La Prestazione Universale per la Non Autosufficienza rimane universale, come l’indennità di accompagnamento. Se oggi però l’importo dell’accompagnamento è identico per tutti a 520 euro mensili, la Prestazione Universale per la Non Autosufficienza verrà graduata secondo i bisogni di cura e si incrementerà nel tempo in base all’aumentare del fabbisogno assistenziale

Veniamo ad alcuni punti concreti. Nella vostra proposta, dall’accompagnamento si passa alla Prestazione Universale per la Non Autosufficienza. Cosa cambia?
La Prestazione Universale per la Non Autosufficienza rimane universale, come l’indennità di accompagnamento: questo deve essere molto chiaro. Significa che vi si accede in base a una valutazione che riguarda esclusivamente il fabbisogno assistenziale. Se oggi però l’importo dell’accompagnamento è identico per tutti a 520 euro mensili, la Prestazione Universale per la Non Autosufficienza verrà graduata secondo i bisogni di cura e si incrementerà nel tempo in base all’aumentare del fabbisogno assistenziale: in Germania per esempio arriva a 901 euro. Chi beneficia già dell’indennità di accompagnamento potrà mantenere quella o optare per la misura nuova. Si potrà scegliere tra avere il contributo economico senza vincoli di utilizzo, come oggi, e la fruizione di servizi alla persona, con un approccio che non impatti sulla libertà delle famiglie degli anziani. Se però usi la Prestazione Universale per la Non Autosufficienza per dei servizi, che siano ore di servizi da una cooperativa o pagamento di assistenti domiciliari regolarmente assunti c’è un incentivo, ossia un aumento dell’importo della prestazione.

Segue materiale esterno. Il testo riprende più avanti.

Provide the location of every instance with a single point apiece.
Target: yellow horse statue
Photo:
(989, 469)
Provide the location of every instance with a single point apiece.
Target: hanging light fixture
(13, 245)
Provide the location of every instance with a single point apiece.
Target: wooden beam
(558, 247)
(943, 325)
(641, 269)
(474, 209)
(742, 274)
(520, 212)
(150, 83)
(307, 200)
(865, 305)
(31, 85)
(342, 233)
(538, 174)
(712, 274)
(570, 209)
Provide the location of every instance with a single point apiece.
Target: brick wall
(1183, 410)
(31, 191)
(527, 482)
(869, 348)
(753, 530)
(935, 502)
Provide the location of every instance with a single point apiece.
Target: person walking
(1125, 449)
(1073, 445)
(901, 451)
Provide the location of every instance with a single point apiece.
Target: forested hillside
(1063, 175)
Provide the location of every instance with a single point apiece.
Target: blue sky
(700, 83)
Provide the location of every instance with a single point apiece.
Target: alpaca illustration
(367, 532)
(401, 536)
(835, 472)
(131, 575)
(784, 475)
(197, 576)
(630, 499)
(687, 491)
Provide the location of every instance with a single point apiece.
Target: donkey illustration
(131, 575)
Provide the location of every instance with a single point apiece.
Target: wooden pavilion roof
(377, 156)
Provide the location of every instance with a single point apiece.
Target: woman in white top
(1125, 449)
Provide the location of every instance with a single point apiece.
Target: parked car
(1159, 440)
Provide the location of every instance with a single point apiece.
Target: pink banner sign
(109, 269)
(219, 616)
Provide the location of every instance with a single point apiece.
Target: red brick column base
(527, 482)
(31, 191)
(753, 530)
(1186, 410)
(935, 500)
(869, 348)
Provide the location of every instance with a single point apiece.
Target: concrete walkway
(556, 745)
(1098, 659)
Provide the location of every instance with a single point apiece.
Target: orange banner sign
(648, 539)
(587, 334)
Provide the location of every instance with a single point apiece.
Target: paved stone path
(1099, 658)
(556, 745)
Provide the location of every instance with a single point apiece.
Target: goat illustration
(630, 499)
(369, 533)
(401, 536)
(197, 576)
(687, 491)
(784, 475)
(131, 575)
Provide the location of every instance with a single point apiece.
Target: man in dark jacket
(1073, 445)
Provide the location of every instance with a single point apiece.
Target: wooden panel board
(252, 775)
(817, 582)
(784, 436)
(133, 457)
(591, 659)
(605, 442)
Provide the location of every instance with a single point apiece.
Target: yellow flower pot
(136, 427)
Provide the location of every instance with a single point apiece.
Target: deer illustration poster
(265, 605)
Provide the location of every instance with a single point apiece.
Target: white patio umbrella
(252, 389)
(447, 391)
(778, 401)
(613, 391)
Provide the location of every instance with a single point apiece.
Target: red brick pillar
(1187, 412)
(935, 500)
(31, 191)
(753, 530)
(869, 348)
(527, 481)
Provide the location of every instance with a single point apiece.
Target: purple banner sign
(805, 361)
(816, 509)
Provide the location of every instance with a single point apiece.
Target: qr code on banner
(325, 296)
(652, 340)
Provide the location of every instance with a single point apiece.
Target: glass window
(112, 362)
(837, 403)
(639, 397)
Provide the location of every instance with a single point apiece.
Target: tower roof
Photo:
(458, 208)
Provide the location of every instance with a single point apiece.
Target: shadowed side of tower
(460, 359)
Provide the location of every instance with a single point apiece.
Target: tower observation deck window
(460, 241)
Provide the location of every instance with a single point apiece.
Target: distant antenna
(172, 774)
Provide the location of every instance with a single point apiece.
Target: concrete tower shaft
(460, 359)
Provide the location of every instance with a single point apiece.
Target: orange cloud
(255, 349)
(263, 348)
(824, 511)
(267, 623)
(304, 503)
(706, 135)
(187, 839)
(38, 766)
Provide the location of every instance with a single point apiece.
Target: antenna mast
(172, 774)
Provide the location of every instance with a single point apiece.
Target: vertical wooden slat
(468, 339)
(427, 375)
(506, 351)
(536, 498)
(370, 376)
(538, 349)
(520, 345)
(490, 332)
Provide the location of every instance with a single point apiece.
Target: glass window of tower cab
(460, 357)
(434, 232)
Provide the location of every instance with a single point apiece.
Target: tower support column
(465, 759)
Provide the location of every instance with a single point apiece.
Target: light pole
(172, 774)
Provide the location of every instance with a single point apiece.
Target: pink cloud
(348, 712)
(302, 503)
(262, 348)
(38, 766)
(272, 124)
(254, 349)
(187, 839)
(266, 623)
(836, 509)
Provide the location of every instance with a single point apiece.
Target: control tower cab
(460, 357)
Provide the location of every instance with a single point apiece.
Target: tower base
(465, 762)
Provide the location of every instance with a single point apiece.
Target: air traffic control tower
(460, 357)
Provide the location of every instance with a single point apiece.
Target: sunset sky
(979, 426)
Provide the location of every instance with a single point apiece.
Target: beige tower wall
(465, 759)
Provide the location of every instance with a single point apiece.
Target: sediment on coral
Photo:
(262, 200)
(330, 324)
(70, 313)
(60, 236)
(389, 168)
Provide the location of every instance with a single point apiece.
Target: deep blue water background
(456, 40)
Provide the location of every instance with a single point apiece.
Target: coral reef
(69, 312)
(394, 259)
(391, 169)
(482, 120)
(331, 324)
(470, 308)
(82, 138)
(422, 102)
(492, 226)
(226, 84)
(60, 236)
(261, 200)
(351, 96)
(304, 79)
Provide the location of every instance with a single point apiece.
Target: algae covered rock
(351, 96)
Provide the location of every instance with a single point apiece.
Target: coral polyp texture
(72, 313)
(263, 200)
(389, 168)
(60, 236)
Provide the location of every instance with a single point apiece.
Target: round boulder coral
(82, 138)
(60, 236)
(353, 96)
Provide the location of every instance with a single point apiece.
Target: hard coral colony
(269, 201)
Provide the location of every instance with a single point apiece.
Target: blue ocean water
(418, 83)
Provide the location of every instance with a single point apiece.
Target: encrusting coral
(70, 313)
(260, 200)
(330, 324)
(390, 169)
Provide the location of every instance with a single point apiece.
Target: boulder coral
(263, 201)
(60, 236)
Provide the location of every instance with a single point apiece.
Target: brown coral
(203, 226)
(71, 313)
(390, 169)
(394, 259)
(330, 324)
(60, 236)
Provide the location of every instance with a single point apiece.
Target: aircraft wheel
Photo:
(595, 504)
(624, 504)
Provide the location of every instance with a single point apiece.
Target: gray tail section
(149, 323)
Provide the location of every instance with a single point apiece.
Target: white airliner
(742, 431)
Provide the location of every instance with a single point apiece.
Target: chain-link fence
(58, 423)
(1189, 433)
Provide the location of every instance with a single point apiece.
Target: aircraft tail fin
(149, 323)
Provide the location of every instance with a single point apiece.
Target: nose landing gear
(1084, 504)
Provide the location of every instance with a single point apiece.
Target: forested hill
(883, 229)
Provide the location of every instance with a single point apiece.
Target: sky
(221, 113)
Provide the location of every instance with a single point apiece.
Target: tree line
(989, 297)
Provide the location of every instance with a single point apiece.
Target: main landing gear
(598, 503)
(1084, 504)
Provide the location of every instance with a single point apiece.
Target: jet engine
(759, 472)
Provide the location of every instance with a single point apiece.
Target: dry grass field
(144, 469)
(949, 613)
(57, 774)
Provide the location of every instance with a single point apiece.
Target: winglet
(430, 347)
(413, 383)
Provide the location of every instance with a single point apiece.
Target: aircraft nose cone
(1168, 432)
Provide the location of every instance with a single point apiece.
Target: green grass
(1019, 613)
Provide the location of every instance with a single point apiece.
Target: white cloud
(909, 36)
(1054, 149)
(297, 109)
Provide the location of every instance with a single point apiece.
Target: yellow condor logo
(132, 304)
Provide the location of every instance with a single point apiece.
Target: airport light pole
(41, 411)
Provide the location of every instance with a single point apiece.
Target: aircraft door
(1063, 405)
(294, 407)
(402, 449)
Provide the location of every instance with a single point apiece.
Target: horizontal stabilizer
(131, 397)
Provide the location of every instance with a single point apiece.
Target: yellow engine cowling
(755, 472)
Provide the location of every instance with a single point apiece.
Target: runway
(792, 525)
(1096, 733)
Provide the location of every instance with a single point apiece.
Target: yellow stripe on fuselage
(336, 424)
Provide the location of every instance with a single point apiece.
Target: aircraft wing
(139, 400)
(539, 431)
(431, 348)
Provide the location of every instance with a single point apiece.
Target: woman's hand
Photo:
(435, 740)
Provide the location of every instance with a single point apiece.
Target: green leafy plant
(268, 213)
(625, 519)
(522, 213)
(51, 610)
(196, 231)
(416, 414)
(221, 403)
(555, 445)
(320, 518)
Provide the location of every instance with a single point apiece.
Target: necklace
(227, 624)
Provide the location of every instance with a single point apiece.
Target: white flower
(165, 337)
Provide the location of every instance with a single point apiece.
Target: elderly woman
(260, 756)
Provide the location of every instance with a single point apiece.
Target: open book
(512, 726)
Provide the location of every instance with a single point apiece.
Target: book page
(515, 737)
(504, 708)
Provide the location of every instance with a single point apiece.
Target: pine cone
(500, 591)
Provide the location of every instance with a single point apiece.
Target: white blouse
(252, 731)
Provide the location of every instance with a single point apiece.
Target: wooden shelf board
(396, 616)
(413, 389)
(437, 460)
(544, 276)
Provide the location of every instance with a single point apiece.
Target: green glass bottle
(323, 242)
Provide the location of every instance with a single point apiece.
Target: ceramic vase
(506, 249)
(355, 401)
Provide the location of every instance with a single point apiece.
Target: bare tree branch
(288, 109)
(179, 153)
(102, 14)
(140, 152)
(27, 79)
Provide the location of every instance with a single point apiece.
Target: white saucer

Un tema ricorrente è quello degli adulti con disabilità che invecchiano, che nel vostro testo ha una parte dedicata ma che torna in ogni proposta con una sottolineatura specifica. Perché?
Perché bisogna riconoscere le specificità di chi ha una disabilità insorta in precedenza ed entra nell’età anziana. Su ogni passaggio del nostro testo ci siamo messi a ragionare sulle condizioni di queste persone e abbiamo previsto, per loro, una serie di adattamenti. Con un punto di partenza: la piena garanzia dei diritti acquisiti prima di diventare anziani.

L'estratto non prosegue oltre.